The people of Australia are aware of your desire that this nation and its people be agile, enterprising, and ever ready to adapt to change. I applaud your aspiration.

While some changes receive much publicity such as global warming, there is another, just as crucial, but which scarcely receives a mention. I am referring to the march of automation and the consequent displacement of humans from work they once did.

As robots progressively replace the workers who perform physical work, as algorithms make redundant people who perform cognitive tasks, the human toll increases as more and more are swept into unemployment.

The predictions are frightening. Robots are taking over jobs in manufacturing, agriculture, transport, tourism, hospitality, catering, retail, online sales, health and aged care, the service sector, and communications. Already, algorithms are being used in seventy percent of financial transactions. The trend is accelerating.

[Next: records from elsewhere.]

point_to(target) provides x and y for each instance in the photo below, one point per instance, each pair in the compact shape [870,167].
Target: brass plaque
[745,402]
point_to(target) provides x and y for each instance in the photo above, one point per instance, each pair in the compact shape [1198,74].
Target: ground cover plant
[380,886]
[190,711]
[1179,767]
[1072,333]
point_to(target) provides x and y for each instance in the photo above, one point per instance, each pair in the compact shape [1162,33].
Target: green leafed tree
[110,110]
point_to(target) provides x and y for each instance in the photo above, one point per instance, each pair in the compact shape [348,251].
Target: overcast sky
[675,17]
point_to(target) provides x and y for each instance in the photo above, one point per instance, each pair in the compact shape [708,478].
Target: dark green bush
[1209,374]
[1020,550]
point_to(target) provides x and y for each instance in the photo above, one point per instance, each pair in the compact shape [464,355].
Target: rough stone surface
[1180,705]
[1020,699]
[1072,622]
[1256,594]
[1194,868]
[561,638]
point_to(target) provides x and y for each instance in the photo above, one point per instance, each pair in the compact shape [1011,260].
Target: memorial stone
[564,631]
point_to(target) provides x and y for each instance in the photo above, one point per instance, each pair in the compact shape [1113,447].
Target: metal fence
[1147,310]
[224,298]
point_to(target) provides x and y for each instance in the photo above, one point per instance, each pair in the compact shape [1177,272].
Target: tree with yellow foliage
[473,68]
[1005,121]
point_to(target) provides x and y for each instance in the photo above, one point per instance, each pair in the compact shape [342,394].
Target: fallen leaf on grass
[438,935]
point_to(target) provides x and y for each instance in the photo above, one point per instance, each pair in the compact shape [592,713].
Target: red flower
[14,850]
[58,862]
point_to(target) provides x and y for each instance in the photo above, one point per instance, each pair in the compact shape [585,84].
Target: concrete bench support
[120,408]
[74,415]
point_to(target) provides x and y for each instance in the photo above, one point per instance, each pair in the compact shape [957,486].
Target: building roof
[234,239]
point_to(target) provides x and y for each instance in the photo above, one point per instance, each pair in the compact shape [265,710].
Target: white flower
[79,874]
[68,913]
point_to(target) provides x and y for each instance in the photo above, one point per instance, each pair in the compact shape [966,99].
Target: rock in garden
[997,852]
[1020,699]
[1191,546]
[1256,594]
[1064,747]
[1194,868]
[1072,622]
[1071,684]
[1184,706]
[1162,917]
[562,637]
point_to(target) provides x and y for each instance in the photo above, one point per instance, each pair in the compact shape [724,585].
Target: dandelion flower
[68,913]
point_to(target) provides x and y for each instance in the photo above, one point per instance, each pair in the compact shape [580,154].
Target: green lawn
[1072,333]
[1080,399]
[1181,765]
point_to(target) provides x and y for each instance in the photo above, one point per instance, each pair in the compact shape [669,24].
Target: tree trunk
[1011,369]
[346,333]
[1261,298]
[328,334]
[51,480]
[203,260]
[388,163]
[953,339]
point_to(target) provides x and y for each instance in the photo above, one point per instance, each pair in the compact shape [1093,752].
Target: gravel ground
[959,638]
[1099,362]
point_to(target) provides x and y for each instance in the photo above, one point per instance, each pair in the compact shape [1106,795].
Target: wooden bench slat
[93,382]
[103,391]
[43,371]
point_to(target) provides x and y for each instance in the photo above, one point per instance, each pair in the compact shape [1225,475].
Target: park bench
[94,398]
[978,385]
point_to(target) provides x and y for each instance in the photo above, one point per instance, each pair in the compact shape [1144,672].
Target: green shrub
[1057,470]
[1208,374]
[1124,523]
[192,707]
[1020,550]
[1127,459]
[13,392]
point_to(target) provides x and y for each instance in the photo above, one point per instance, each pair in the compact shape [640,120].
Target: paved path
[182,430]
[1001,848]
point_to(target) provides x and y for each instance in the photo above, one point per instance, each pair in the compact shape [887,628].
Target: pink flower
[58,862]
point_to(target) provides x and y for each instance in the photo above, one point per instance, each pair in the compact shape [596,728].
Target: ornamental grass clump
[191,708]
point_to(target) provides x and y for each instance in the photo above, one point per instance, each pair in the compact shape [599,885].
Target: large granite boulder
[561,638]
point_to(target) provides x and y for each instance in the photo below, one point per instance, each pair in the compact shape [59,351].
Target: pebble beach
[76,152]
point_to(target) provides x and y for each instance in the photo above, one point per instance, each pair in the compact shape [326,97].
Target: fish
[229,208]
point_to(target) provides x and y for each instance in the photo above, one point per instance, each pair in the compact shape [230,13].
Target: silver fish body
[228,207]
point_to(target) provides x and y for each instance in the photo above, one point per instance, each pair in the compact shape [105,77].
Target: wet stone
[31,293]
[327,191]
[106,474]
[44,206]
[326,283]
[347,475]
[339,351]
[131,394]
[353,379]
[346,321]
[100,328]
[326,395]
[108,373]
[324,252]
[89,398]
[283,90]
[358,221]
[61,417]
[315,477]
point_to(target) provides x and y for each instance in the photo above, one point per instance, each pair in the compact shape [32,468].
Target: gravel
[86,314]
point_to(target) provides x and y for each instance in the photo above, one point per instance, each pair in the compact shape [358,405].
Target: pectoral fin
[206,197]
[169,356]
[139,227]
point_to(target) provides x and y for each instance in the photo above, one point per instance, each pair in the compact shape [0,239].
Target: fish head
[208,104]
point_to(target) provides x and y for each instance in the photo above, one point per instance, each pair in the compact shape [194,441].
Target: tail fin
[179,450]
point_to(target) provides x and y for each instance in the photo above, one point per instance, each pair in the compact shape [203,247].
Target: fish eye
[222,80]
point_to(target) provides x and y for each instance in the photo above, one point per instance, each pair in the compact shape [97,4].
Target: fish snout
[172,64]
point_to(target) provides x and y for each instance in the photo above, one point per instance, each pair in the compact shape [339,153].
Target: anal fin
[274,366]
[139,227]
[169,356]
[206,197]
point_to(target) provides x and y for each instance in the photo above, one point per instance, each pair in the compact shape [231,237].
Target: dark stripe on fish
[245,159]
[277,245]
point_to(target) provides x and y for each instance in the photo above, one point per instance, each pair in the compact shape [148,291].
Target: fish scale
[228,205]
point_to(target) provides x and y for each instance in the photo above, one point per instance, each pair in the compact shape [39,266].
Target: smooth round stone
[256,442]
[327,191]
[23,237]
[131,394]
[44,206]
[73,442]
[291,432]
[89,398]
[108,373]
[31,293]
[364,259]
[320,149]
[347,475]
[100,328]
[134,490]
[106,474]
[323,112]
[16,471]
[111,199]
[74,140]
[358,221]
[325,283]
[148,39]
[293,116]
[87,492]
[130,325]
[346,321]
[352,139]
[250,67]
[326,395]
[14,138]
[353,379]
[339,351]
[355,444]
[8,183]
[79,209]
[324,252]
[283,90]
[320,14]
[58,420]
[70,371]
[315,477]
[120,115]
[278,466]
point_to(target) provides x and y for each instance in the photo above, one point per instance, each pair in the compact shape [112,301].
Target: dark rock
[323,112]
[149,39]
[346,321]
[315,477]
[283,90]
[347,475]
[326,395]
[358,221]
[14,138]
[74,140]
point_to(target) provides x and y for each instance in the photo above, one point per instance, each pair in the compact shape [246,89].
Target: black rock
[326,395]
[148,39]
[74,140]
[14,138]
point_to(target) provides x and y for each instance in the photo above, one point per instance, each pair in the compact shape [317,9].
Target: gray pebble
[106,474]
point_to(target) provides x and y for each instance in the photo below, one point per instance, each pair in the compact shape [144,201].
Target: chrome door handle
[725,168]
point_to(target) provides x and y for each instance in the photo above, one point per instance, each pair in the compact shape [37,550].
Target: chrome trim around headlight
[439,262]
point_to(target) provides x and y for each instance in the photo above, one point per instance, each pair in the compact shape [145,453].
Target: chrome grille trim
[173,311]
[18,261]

Whilst it is acknowledged that many benefits follow in the wake of automation and that productivity gains could be substantial, and while it is expected that automation will enhance national prosperity, the human cost is either being ignored or discounted by planners.

It is predicted that in the decades ahead many millions of people will lose their jobs, both here and overseas, leaving them without an income, dependent on welfare for survival.



Inequality, already high and rising, will be exacerbated.

Which brings me to the purpose of this letter.

Since it is the function of governments, civil authorities and planners to predict the future and plan for it, I seek your response to these questions:
  • What steps has your government taken to address the issue of automation and its sequelae?
  • Is there a department, a parliamentary committee, or an external body or group that has been commissioned to address the issue of automation?
If there is such a group:
  • What are the predictions about the proliferation of robots and algorithms?
  • Over what time frame has the predictions been made?
  • What effects are predicted to result from automation?
  • As people are displaced by automation and become unemployed, what provision is being made for their welfare and that of their dependents?
  • Has any consideration been given to the idea of guaranteeing all who unsuccessfully seek work or become unemployed a universal basic wage to enable their survival?
  • Does your government have a plan to manage this radical change to the work environment and the social contract of work for all?

I seek answers as a concerned citizen, deeply troubled by what lies ahead as automation takes its toll on our people.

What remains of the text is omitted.